Can someone update me on the the status on the rebuilding of the Long Branch fishing pier. I was told two years ago that the first pylon would be in place but have heard nothing since.


----------



## cfishigotu

Last I heard they were still getting the $$ together.


----------



## mytoma723

Its too bad that this pier burnt down. 25 years ago it was one of the best places along the coast for fluking. I remember when fishing was so good that the party boats came within casting distance of the pier and the 5 oz weights would go flying. This place was also great for bluefish in the am, blackfish during the day and in the winter whiting and ling would fill the 5 gallon buckets. It is ashame that this great fishing spot was lost to amusements and insurance. I hope if they get the financing, they first think of the fisherman and their families. Everyone should write their congressman/woman and let them know that the fisherman should be thought of and not always punished when greed effects the fishing population.


----------



## cfishigotu

Mytoma,

We need to get this registry BS over too. Our state "NJ" sucks on helping out the anglers. We need to press them to invest in our waters and shorelines.

Look at Florida!

Carl


----------



## mytoma723

Carl,

I totally agree but I would be willing to pay the $15.00 if I knew all of it were going to benefit the angler. I'm afraid to know what percentage of it would go to adminitration fees and would want a breakdown before I would pay it. 

Tom


----------



## cfishigotu

Yes, it's sad. If you go the license/registry today. The $15 would go to a light bulb in Washington. I would wait it out if I were you if you can. Need the governor to sign it or we need a license.

Carl


----------



## brooklyn fish

*Long branch pier*



mytoma723 said:


> Its too bad that this pier burnt down. 25 years ago it was one of the best places along the coast for fluking. I remember when fishing was so good that the party boats came within casting distance of the pier and the 5 oz weights would go flying. This place was also great for bluefish in the am, blackfish during the day and in the winter whiting and ling would fill the 5 gallon buckets. It is ashame that this great fishing spot was lost to amusements and insurance. I hope if they get the financing, they first think of the fisherman and their families. Everyone should write their congressman/woman and let them know that the fisherman should be thought of and not always punished when greed effects the fishing population.


I remember the pier from family fishing trips in the 1950s and 1960s. Great family fishing spot, although the majority of the fluke were caught by the experts on the end who cast 4 ounce sinkers with long surf rods. My Mom and Dad, may they rest in peace, were on the pier when it burnt.

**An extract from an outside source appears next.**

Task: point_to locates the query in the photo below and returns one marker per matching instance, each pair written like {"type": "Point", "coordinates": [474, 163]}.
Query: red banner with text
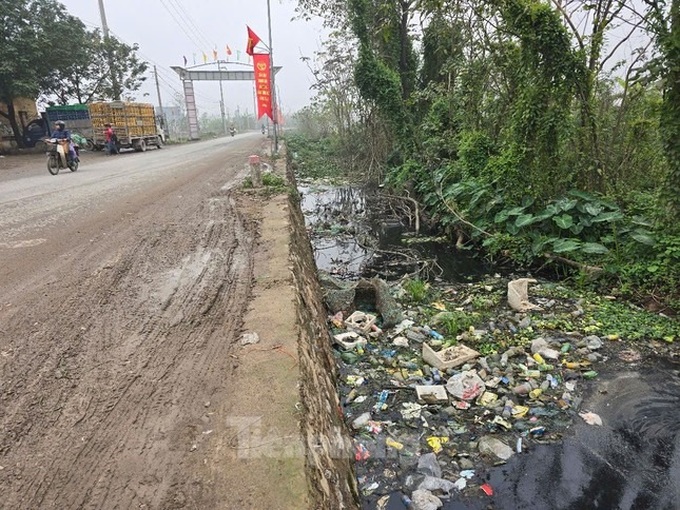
{"type": "Point", "coordinates": [263, 85]}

They were hearded off the pier by the firefighters who didn't let them take their tackle box. Luckily, my Dad received a call a few days later and found most of his tackle. They missed the pier greatly. I hope to see a new pier, although I suspect it's unlikely to happen.


----------



## mytoma723

The thing I remember the most about fishing there was the knowledge of the fishermen (especially Red) and how they would stop fishing to help anyone who needed their help. There were a few idiots but 98% of the regulars were there for you. I still use little tricks they taught me today. If enough people write to their congressmen this can happen.


----------